Desta vez, se o Parlamento britânico surpreendeu, foi por se manter igual a si próprio. Ontem, depois de rejeitar todas as hipóteses apresentadas pelo governo de Theresa May e de chamar a si a tarefa de encontrar uma solução para o Brexit, a Câmara dos Comuns, votou oito alternativas e chumbou-as todas. Chumbou uma saída sem acordo, chumbou a obrigatoriedade de um acordo para sair, chumbou um segundo referendo, chumbou um acordo do tipo do da Noruega… enfim, igual a si próprio, voltou a dizer o que não quer, sem que consigamos descortinar o que pretende afinal.

Entretanto, a primeira-ministra reuniu-se com os deputados do seu partido, que tantas derrotas lhe deram já, e prometeu que deixaria de maçá-los com a sua brilhante liderança, caso condescendessem em aprovar o acordo que, por duas vezes, já chumbaram.
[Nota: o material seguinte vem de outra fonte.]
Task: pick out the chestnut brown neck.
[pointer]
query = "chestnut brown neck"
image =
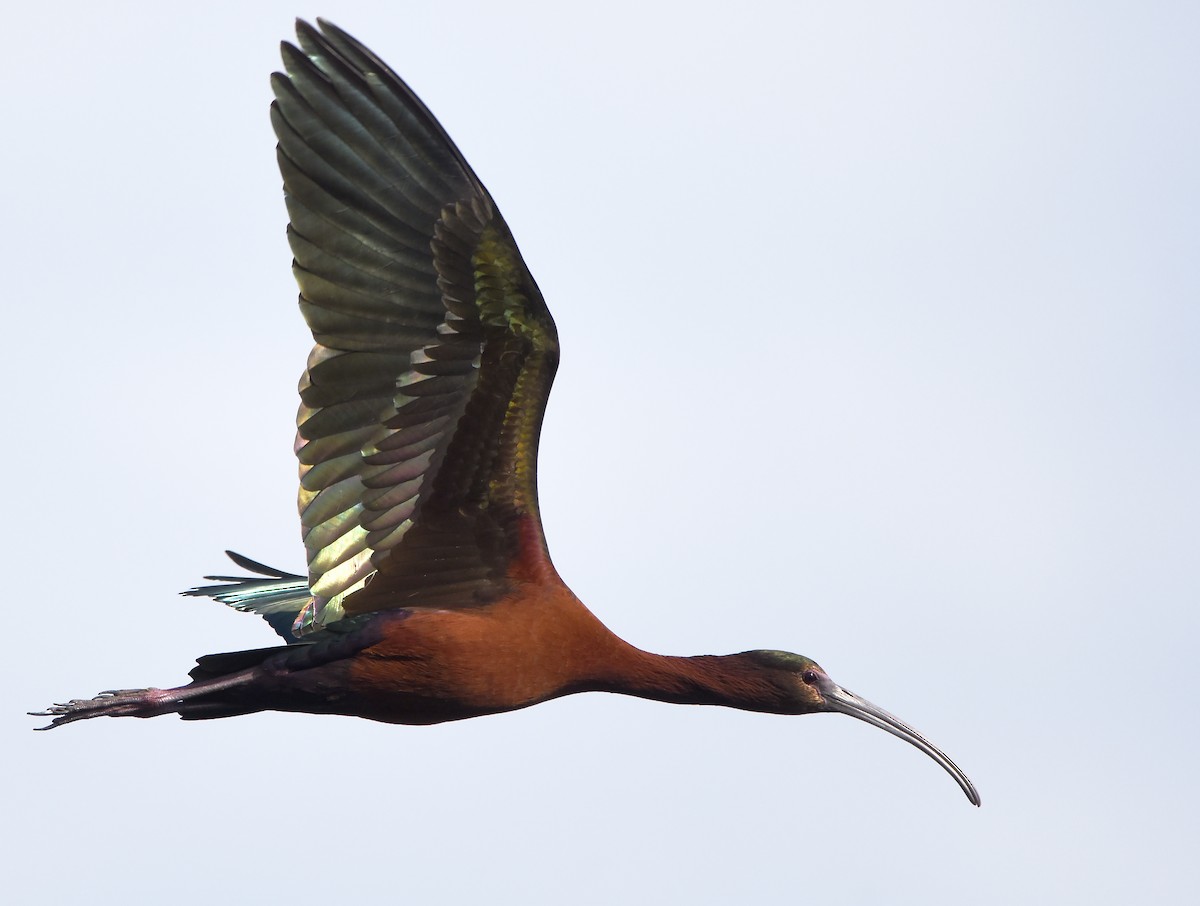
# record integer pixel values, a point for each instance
(735, 681)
A manobra conseguiu o apoio de alguns vira-casacas mas, provavelmente, não os suficientes para obter êxito no final. Refira-se que entre os que se mostraram capazes de mudar o sentido de voto, só para a ver pelas costas, se conta o desavergonhado Boris Johnson, que abandonou o governo de May clamando que o acordo, que agora se mostra pronto a aprovar, era “um colete de bombas amarrado à Constituição”.

Mas mesmo que May obtenha a necessária maioria – o que é muito duvidoso – ainda terá de ultrapassar a irredutibilidade do speaker, do presidente do Parlamento, John Bercow, que voltou a avisar que não porá o acordo a votos pela terceira vez, sem que ele sofra alteração significativa.

Numa coisa conseguiram os Comuns entender-se: o Brexit não será amanhã. A tragicomédia segue dentro de momentos.